Monday, December 7, 2009

Budgeting: Part 10: Work Benefits

"Write your injuries in dust, your benefits in marble."

- Benjamin Franklin

Most people don't formally factor each work benefit into their budget, and that seems like a reasonable approach to me. However, if these benefits are essential to you, then it's important to know how much they're worth.


The biggest work benefits are typically health insurance and other medical benefits such as dental insurance and prescription drug coverage. The time when people typically try to measure these benefits is when they are looking for another job. For example, if Company A is offering a higher salary than Company B, but Company A pays only 50% of health insurance costs while Company B pays 80% of a similar insurance policy, then the cost of the insurance most be known to make a fair comparison.
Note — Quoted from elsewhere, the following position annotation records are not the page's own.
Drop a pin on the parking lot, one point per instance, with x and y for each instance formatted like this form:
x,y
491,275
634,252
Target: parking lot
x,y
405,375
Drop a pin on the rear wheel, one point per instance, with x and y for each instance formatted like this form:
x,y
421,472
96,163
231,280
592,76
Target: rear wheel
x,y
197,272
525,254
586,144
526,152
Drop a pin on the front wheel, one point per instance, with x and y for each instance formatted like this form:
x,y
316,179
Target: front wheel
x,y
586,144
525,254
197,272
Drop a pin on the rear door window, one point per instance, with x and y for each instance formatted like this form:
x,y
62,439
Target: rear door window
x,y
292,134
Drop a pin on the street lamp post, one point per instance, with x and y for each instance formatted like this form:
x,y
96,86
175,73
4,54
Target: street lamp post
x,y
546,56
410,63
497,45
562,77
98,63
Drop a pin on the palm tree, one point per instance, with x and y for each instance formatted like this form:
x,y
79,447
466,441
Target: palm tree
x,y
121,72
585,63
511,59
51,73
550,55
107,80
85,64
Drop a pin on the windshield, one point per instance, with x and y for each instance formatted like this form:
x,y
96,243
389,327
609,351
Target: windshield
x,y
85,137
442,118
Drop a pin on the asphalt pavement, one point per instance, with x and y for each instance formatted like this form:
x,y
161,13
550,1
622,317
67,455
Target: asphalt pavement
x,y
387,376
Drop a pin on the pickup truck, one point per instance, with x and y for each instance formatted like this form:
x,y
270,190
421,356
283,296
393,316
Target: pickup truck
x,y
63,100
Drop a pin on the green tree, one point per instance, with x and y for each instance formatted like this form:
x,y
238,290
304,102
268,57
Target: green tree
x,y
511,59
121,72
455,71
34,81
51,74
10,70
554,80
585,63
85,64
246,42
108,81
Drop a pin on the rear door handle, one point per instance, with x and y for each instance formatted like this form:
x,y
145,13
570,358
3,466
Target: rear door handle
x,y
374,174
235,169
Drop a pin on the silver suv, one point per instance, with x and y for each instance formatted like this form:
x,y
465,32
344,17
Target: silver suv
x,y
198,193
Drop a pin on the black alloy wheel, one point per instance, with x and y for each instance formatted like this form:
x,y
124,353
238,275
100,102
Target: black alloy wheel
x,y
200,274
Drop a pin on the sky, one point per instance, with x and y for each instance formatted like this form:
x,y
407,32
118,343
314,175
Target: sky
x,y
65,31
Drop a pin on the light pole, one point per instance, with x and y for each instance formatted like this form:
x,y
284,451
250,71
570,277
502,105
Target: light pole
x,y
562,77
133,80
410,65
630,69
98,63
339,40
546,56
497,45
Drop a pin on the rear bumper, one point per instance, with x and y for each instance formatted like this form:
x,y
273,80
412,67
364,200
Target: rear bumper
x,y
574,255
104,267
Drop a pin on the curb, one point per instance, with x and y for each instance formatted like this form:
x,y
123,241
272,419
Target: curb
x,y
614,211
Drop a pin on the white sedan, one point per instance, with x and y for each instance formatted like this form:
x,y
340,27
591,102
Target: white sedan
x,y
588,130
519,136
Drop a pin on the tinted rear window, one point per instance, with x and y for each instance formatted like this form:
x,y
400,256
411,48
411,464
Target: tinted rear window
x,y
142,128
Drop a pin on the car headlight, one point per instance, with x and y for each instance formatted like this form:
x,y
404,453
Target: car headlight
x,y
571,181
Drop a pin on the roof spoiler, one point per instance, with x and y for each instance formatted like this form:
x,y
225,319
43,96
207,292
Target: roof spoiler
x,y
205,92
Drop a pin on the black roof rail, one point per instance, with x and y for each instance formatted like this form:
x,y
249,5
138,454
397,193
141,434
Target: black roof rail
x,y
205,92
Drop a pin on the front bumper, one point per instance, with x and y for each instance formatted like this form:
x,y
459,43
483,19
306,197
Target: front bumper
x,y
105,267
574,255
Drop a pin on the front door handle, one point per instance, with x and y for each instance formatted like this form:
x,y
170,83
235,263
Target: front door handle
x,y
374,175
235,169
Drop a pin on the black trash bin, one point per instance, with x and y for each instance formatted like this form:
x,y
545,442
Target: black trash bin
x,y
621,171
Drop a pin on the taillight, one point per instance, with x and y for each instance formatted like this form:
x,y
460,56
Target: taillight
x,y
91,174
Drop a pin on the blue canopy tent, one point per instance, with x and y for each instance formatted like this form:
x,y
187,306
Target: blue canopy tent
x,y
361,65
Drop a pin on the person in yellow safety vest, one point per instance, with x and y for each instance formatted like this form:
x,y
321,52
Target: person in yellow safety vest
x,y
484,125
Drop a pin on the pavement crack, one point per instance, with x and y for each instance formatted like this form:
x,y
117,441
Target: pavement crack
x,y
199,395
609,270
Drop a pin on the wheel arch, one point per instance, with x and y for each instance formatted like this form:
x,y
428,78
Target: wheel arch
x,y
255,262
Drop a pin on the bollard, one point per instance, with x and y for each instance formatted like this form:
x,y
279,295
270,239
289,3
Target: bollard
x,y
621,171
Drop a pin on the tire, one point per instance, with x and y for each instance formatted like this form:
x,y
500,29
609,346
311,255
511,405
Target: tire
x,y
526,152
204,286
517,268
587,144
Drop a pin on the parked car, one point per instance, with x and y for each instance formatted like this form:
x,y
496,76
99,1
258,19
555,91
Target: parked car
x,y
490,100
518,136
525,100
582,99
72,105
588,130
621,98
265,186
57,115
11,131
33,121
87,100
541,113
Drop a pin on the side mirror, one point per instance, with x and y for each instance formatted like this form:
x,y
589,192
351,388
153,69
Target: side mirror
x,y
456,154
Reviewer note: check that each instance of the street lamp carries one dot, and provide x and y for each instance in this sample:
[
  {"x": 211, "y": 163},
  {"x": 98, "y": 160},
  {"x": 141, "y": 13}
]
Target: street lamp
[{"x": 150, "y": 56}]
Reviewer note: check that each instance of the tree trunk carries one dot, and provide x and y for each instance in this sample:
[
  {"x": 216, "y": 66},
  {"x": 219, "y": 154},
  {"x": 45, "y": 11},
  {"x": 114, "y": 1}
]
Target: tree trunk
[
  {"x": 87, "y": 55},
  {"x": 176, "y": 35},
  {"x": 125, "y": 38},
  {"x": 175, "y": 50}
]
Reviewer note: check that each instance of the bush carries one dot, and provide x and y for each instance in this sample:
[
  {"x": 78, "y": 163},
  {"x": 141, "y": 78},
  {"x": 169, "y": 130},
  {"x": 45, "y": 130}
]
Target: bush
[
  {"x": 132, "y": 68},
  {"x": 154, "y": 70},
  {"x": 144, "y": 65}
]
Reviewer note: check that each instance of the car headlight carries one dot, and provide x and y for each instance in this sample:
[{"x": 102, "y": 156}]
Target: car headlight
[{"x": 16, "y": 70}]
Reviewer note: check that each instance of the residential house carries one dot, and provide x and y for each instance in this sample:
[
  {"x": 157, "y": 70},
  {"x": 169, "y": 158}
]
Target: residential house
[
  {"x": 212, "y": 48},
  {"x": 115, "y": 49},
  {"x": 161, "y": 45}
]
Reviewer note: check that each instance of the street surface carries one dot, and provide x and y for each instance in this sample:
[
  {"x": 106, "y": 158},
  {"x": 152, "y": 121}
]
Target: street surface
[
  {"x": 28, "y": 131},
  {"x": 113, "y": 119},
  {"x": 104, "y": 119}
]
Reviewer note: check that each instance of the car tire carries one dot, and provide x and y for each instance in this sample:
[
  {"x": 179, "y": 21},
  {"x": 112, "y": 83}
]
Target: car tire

But there are at least two other times when attention should be paid to the cost of these benefits: when planning for a possible job layoff, and when planning for retirement. People mainly tend to look at their cash costs when figuring their budget. If cash costs are $3,000 month, then it is often (incorrectly) assumed that an $18,000 emergency fund will last 6 months, and a $36,000 income stream will be sufficient for retirement. It can be a rude awakening to discover that your emergency fund will not last nearly so long when you start having to pay cash for a number of different insurance premiums (health, dental, life, etc). Worse yet, in some cases your replacement cost may be significantly higher than the current cost to your employer. For example, if you have a serious medical issue, you may not be able to obtain private life insurance at reasonable rates, even though you were able to obtain reasonable rates through your employer.

Other Payroll Deductions

One simple error that is surprisingly easy to make is to omit spending that occurs through paycheck deductions. In the United States, it is very common for out-of-pocket medical expenses and childcare expenses to be paid for through paycheck deductions, because they are associated with tax-advantaged health care and dependent care "flexible spending accounts". Often these deductions can be paid directly to healthcare and childcare providers up front without a payback step. But remember that $1,000 deducted throughout the year and paid to doctors and pharmacies is still $1,000 of spending even though you never handle the money.

In some cases, certain job-related expenses such as union dues, cafeteria meals, or uniforms are also deducted from paychecks. Sometimes these expenses are relevant to your budget, while other times they are not. For example, if you are planning for retirement or for a job layoff, then the cost of the union dues may not be relevant. But what about the uniforms and the cafeteria meals? Even though you won't wear a uniform and eat at a workplace cafeteria during retirement or unemployment, you will need substitutes for these expenses because you'll need other clothes to wear and other food to eat. Hence, these expenses need to be recognized as real spending.


Lastly, many employers provide significant discounts for certain services, such as childcare centers, fitness centers, downtown parking facilities, and even cellphone and Internet service. If you intend to continue using these services during unemployment or retirement, then you should be aware of their potential increased cost to you.


The bottom line is that most employer provided benefits should generally be considered spending. Failure to recognize this fact in your budgeting will tend to understate your real spending level. While it's not necessary to create and track a separate line item for each benefit, it is a good idea to calculate the value of your work benefits and factor that into your emergency planning and retirement planning.